1953 – The first NTSC color television sets go on sale for about $1,175 each by RCA.

1963 – “Let’s Make a Deal” debuts on TV and is still on the air. Its first host is co-creator Monty Hall, who is now 95 years old. The current host is Wayne Brady.

1968 – Frank Sinatra first records the song “My Way.” The lyrics were written by Paul Anka. Watch Sinatra sing his signature song live:

1985 – IBM releases its PC DOS Version 3.2.

1988 – Oliver North subpoenas Ronald Reagan and George Bush as defense witnesses for his upcoming Iran-Contra trial.

2003 – Attorney General John Ashcroft recuses himself and his office from the Valerie Plame affair. She is a CIA employee and wife of the former U.S. Ambassador Joseph Wilson. Robert Novak writes a newspaper column about whether false information provided by Plame is used to justify the Iraq war during the Bush administration.

December 31

1879 – The cornerstone is laid for Iolani Palace in Hawaii, the only royal palace in the U.S. It is used as the royal Hawaiian residence until the monarchy is overthrown in 1893. Hawaii becomes a state in 1959. The palace is used as the state capital building until 1969 and opens as a museum in 1978.

1879 – Thomas Edison gives his first public demonstration of his incandescent lamp.

1890 – Ellis Island in New York opens as a U.S. immigration depot.

1904 – The first New Year’s Eve celebration is held in Times Square, known as Longacre Square, in New York City.

1907 – For the first time the ball drops at Times Square to signal the start of a new year. The first New Year’s Eve ball, made of iron and wood, is adorned with one hundred 25-watt light bulbs, is 5 feet in diameter, and weighs 700 pounds. It has been lowered every year since, except for 1942 and 1943.

1910 – The U.S. tobacco industry produces 9 billion cigarettes during the year.

1935 – Charles Darrow patents the board game Monopoly. Parker Brothers negotiates the rights to mass-produce the game, making Darrow the first game designer to be a millionaire. Darrow died in 1967 at age 78.

1940 – The first monthly U.S. social security payment is made to Ida May Fuller of Vermont for $22.54. She collects social security payments until her death in 1975 at age 100.

1946 – President Harry Truman officially proclaims the end of World War II.

1953 – Willie Shoemaker breaks the record by riding 485 winning horses in one year. He is the third winningest jockey of all time.

1955 – The General Motors Corporation becomes the first U.S. corporation to make over $1 billion in a year.

1961 – The Marshall Plan (the European Recovery Program) expires after distributing more than $12 billion to European countries recovering from WWII.

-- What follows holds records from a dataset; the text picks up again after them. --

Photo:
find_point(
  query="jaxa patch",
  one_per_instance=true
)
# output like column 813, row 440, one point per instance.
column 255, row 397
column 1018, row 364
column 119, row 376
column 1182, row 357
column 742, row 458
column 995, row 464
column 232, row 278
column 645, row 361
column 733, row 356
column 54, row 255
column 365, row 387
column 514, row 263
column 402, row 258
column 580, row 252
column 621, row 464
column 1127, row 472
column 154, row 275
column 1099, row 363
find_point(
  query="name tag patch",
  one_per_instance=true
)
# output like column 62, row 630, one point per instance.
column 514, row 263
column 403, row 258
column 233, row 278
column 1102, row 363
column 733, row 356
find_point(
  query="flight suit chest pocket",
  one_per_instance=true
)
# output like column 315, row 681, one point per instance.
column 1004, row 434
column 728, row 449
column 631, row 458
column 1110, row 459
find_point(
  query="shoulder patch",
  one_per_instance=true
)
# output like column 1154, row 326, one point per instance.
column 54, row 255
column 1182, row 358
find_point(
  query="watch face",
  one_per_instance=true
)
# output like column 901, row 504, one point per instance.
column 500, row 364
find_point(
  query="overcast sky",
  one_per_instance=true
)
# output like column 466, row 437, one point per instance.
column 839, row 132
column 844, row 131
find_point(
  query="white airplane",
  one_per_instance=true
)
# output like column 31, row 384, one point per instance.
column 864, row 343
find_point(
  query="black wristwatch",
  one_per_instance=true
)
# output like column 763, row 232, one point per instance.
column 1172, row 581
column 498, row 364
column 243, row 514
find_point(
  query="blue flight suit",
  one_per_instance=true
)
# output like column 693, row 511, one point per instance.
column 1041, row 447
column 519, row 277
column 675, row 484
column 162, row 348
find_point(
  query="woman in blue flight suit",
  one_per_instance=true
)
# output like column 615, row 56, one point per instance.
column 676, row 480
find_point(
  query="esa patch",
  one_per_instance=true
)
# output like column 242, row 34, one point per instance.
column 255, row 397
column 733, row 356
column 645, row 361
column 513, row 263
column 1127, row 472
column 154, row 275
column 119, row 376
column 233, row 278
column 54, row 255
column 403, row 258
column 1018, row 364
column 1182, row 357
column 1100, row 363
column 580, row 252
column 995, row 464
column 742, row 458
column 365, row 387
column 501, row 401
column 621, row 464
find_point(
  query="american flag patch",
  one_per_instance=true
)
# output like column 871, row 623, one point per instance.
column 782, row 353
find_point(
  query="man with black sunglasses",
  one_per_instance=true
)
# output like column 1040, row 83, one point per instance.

1961 – The Beach Boys make their debut performance at the Ritchie Valens memorial concert. They sing “Surfin” and “Johnny B. Goode.” Listen to The Beach Boys’ 1961 acoustic rehearsal of “Surfin” with still photos:

1967 – In the “Ice Bowl”, the Packers beat the Cowboys 21-17 in the NFL championship game. Game temperature is -13°F.

1974 – The ban on “hoarding” gold in the U.S. ends. In 1933 President FDR signs Executive Order 6102 making it illegal to own gold, except in small amounts or in the form of gold coins or certificates. Gold is turned over to the Federal Reserve in exchange for $20.67 per troy ounce.

1984 – The U.S. withdraws from UNESCO (United Nations Educational, Scientific, and Cultural Organization).

1990 – The Sci-Fi Channel begins transmitting on cable TV.

1995 – Cartoonist Bill Watterson ends his Calvin & Hobbes comic strip after 10 years. Watterson is now 58 years old.

1997 – Microsoft buys Hotmail E-mail service in a stock-swap transaction worth an estimated $400 million.

1999 – The U.S. turns over control of Panama Canal to Panama.

2007 – The Central Artery/ Tunnel Project, known as the “Big Dig,” is completed in Boston, Massachusetts. It is the most expensive highway project in U.S. history, costing more than $14 billion. The project was scheduled for completed in 1998 at a cost of less than $3 billion. Watch a CBS This Morning report on the dig:

January 1 – Happy New Year!

1788 – Quakers in Pennsylvania emancipate their slaves.

1808 – Congress prohibits the importation of slaves.

1840 – The first recorded bowling match in the U.S. is held at Knickerbocker Alleys in New York City. The origins of bowling can be traced back to Rome and Greece more than 4,000 years ago.

1861 – President Lincoln declares slavery in the Confederate states unlawful via the Emancipation Proclamation.

1863 – The first homestead under the Homestead Act is claimed near Beatrice, Nebraska.

1886 – The first Tournament of Roses Parade is held in Pasadena, California. The parade is the promotional brainchild of Pasadena’s distinguished Valley Hunt Club.

1902 – The first Rose Bowl football game in played in Pasadena, California. The University of Michigan defeats Stanford University 49-0. (See this date – 1942)

1912 – The first running of San Francisco’s famed “Bay to Breakers” race is held (7.63 miles/12.3 km).

1914 – The world’s first airline, St. Petersburg-Tampa Airboat Line, begins operations.

1919 – Edsel Ford succeeds his father, Henry Ford, as president of the Ford Motor Company.

1928 – The first air-conditioned office building in the U.S. opens in San Antonio, Texas.

1934 – Alcatraz in the San Francisco bay officially becomes a federal prison.

1935 – In the first Sugar Bowl Tulane beats Temple, 20-14.

1935 – In the first Orange Bowl Bucknell beats Miami (FL), 26-0.

1942 – The Rose Bowl football game is played in North Carolina instead of California after the Japanese bombing of Pearl Harbor three weeks earlier. Oregon beats Duke 20-16. It is the only time the Rose Bowl is not played in Pasadena.

1958 – Johnny Cash plays his first of many free concerts behind bars at San Quentin Prison. Twenty-year-old inmate Merle Haggard is in the audience. Watch Johnny Cash sing at one of his San Quintin concerts:

1966 – All U.S. cigarette packs have to carry the warning “Caution Cigarette smoking may be hazardous to your health.”

1971 – Cigarette advertisements are banned on TV.

1976 – The Liberty Bell moves to its new home behind Independence Hall in Philadelphia, Pennsylvania.

1985 – The first mandatory seat belt law in the U.S. goes into effect in New York.

1985 – The Internet’s Domain Name System is created.

1995 – Cartoonist Gary Larson retires and publishes the last “The Far Side” cartoon. Larson started publishing the single-panel cartoon The Far Side in 1980. Larson is now 66 years old. Watch a 14-minute 20/20 interview:

1998 – All California bars, clubs, and card rooms must be smoke-free after California passes a landmark statewide smoke-free law.

2002 – The Open Skies Treaty, a mutual surveillance treaty, officially comes into effect. It is initially signed in 1992 by 34 countries, including the U.S., to promote openness and transparency of military forces and activities.

2014 – In the 100th Rose Bowl game #4 Michigan State beats #5 Stanford, 24-20.